Presentation by Tony Hope
The Royal Society Room TMAG 19 Davey St Hobart
Tuesday, 3rd September 2013 Commencing 8.00 pm until 9.00 pm
ANTHONY (TONY) HOPE
FAusIMM CP Geo , MAIME, FSEG
Tony is a Mining Industry professional with 50 years’ experience. He graduated from The University of Sydney majoring in geology and gained experience in technical and managerial roles in mineral exploration activities, project and mine feasibility studies in Australia and overseas. He is a Fellow of the AusIMM and a past Chairman of the Central Queensland branch and Chairman of the Australian Business Group in the Philippines. He is also a member of the American Institute of Mining Engineers and fellow of the Society of Exploration Geochemists. In 2012 he was asked to present at the China/ASEAN Mining Conference held in China.
In 2006 he published A Quarry Speaks now in its second edition and in 2011 he published The Hope Factor which provides histories of discoveries of various mines in Australia, PNG and the Philippines.
He currently works part time for GHD out of Hobart, including playing an active role in developing China and Tasmania business and cultural relationships through his company HoJi Pty Ltd.
Summary Kennedy and Sons
During the nineteenth century, a number of settlers migrated to Tasmania where a strong demand for goods, services and equipment saw the proliferation of foundry works, shipyards, timber mills, flour mills, packing sheds, railways and mines including quarries.

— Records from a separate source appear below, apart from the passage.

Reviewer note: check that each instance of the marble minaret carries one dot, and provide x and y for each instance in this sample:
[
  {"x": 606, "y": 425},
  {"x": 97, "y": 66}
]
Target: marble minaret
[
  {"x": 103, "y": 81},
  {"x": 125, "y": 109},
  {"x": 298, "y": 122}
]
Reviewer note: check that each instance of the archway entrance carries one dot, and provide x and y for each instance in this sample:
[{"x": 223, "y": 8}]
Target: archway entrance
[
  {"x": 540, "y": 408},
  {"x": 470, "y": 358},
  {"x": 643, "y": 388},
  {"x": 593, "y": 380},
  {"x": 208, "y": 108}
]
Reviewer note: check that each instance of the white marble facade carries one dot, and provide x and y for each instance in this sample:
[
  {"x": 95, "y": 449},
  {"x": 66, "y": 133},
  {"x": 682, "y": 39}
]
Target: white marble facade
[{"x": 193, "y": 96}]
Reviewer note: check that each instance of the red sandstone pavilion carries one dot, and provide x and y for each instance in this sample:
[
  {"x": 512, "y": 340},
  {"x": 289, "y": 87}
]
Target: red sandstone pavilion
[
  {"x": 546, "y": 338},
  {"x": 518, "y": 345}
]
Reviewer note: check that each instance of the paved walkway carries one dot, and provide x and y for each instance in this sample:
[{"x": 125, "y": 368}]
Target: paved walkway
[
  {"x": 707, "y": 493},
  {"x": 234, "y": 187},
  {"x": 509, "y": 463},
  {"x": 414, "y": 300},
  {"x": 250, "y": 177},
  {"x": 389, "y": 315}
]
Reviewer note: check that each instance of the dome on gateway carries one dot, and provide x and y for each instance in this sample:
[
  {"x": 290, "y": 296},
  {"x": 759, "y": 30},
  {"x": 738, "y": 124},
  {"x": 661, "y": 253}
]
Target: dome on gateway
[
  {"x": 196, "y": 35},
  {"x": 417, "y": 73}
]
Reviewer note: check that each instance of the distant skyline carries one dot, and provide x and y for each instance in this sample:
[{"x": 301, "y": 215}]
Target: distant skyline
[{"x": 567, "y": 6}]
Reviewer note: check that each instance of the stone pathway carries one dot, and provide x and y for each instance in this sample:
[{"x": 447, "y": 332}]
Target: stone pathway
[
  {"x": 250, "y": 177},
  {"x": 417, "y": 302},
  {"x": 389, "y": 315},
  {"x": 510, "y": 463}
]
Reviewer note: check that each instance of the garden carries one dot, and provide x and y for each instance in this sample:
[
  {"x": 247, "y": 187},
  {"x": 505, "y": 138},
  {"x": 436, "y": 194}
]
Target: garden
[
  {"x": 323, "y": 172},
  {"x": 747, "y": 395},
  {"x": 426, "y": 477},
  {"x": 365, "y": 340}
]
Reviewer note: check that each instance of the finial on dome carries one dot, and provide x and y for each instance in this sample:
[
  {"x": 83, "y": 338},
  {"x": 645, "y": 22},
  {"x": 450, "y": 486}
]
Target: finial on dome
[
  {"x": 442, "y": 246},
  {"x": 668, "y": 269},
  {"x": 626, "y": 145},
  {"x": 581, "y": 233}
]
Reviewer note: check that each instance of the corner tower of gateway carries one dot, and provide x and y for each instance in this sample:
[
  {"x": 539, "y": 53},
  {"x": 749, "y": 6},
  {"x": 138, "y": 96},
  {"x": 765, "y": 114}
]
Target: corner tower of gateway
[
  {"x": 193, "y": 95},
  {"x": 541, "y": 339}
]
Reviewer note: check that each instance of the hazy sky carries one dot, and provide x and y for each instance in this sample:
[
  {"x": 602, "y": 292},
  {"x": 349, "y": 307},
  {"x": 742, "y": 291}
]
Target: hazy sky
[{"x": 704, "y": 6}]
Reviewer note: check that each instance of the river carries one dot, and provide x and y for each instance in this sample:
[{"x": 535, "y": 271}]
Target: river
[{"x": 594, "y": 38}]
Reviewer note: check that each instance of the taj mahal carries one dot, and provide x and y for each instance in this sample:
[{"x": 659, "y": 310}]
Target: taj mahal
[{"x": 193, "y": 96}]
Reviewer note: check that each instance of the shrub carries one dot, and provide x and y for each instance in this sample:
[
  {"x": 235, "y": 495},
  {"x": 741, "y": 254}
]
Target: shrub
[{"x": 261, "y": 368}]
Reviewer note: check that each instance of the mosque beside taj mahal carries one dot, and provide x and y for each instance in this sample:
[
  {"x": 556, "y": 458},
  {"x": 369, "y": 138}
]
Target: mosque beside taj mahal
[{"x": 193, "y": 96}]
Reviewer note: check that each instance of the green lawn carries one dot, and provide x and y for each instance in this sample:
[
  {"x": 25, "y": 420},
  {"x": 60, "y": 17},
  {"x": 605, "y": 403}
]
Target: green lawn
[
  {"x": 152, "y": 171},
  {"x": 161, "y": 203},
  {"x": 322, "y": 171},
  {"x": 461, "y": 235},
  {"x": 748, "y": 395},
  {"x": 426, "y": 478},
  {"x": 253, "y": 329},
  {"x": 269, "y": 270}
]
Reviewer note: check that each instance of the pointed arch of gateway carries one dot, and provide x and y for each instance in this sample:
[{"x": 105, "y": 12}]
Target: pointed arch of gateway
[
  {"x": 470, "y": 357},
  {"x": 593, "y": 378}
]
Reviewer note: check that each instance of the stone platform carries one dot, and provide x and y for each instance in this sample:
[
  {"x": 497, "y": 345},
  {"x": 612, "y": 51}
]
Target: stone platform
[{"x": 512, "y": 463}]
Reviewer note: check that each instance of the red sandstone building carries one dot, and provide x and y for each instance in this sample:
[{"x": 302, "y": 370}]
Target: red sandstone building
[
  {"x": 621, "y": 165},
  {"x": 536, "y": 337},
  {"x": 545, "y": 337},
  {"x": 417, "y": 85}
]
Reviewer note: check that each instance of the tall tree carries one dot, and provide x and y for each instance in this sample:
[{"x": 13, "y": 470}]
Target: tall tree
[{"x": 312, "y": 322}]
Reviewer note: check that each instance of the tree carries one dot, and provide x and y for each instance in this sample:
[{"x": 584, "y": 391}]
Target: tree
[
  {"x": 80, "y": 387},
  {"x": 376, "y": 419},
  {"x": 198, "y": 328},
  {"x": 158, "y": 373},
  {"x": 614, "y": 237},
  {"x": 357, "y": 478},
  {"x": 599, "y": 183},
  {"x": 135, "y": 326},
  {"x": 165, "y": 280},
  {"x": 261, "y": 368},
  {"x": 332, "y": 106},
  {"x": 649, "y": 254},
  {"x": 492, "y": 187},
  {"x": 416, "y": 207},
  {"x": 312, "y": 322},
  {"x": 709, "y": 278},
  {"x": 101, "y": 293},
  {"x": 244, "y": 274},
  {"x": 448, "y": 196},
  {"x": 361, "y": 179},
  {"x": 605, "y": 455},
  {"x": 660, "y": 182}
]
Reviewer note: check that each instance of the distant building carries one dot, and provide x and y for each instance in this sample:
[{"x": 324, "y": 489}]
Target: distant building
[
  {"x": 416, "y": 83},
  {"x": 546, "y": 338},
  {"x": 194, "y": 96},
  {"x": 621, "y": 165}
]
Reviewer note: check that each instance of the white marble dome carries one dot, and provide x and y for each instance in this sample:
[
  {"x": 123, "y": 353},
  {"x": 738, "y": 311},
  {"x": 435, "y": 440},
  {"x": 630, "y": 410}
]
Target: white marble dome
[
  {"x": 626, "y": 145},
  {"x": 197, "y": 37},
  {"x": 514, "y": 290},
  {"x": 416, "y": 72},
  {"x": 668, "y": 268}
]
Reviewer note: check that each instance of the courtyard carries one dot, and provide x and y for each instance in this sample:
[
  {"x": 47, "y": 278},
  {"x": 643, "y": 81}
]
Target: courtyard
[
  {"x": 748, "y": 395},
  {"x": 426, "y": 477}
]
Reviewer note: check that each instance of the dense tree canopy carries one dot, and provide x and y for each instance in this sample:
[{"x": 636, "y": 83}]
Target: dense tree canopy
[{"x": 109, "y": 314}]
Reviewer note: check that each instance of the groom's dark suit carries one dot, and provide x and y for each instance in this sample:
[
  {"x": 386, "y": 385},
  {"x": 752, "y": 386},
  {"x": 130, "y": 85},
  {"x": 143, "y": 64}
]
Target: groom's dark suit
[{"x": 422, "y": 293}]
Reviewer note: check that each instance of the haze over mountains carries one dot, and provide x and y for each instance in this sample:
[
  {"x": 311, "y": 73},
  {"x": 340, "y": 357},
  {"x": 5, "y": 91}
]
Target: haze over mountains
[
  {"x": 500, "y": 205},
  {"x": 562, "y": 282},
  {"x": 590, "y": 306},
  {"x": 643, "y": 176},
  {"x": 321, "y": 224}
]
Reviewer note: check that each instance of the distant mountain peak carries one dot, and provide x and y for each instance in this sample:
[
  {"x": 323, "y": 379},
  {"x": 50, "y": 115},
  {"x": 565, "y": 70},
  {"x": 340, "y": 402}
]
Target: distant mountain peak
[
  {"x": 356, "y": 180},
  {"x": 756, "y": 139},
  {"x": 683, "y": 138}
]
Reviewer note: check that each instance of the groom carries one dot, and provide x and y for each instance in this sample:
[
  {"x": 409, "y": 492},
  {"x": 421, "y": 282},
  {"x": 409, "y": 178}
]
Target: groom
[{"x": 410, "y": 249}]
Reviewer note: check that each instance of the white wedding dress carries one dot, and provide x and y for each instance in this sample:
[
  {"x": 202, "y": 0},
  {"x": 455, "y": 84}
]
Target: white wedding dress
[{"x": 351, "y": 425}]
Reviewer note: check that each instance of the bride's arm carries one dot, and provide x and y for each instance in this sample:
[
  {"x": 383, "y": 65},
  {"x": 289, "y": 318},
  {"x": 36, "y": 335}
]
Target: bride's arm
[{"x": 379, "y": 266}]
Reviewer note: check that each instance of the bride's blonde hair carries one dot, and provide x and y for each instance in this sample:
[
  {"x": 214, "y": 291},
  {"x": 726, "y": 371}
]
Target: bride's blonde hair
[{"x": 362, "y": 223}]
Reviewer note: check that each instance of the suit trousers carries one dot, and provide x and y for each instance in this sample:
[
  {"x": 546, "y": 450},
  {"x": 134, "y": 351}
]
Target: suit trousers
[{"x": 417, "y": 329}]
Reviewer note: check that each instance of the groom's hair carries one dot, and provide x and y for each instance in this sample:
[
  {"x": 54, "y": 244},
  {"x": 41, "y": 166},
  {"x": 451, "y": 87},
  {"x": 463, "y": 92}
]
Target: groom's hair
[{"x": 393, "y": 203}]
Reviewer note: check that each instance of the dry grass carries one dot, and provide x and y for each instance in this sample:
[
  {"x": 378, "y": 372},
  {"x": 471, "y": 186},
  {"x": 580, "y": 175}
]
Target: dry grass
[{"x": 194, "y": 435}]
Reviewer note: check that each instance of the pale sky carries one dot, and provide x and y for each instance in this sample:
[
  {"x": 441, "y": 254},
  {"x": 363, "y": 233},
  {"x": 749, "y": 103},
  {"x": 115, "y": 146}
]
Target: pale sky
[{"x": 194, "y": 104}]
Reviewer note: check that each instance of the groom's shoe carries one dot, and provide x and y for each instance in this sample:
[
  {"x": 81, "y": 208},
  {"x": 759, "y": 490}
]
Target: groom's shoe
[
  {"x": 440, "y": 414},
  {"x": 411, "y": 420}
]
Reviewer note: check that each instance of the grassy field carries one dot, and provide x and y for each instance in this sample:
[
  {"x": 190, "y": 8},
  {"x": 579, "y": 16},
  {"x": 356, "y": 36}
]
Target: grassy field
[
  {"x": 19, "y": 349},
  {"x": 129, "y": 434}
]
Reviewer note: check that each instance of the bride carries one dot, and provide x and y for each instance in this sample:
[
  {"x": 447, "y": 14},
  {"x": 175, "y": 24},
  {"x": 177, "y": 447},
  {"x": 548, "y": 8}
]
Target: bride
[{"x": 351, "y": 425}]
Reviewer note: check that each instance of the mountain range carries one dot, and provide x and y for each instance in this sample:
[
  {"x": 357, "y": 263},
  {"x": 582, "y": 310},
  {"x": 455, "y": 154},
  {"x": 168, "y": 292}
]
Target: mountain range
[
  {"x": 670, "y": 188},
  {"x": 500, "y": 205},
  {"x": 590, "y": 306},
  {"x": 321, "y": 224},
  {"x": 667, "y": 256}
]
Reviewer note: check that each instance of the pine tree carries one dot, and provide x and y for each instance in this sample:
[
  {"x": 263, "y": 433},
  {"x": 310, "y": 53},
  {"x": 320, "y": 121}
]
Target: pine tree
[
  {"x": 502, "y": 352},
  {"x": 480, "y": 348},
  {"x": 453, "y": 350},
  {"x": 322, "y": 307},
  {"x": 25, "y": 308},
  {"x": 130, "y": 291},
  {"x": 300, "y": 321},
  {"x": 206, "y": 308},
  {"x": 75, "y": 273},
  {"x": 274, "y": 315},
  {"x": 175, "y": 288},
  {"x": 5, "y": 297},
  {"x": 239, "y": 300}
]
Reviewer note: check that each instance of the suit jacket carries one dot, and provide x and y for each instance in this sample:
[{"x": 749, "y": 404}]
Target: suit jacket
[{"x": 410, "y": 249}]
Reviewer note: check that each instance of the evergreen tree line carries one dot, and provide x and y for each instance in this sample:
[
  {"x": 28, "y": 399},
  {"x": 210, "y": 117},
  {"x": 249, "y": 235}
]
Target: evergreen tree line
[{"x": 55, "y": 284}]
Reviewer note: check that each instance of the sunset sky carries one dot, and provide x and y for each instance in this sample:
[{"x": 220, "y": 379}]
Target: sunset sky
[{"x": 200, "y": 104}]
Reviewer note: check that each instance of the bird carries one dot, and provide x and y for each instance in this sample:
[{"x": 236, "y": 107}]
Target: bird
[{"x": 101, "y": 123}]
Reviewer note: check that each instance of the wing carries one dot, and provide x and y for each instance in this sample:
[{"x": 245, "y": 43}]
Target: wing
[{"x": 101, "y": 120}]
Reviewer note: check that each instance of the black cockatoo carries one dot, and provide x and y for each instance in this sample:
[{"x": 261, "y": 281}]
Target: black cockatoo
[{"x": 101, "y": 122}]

In 1860, Robert Kennedy a ship’s carpenter, emigrated from Scotland and established a firm of ship builders and ship smiths in Melbourne. R. Kennedy and Sons moved to Hobart in 1884 and acquired the Derwent Ironworks and Engineering Company in Salamanca Place, together with the Ross patent Slip and Shipyard at Battery Point and advertised themselves as ‘Shipbuilders, Engineers, Boilermakers, Blacksmiths, Iron and Brass Founders’ including the manufactures of steam machines, boilers and mining machinery.
In the early 1830s, convict chain gangs were put to work to quarry the toe of Battery Point to reclaim land for a new wharf and to build a row of merchant warehouses one of which was later purchased by R. Kennedy and Sons. At the close of World War II, Robert Kennedy’s grandson, John Kennedy, took over the Salamanca quarry site and ran its operations until the end of the quarry’s life in 1949.
Today the quarry site is home to residential apartments, government and commercial offices, shops, restaurants and an underground car park.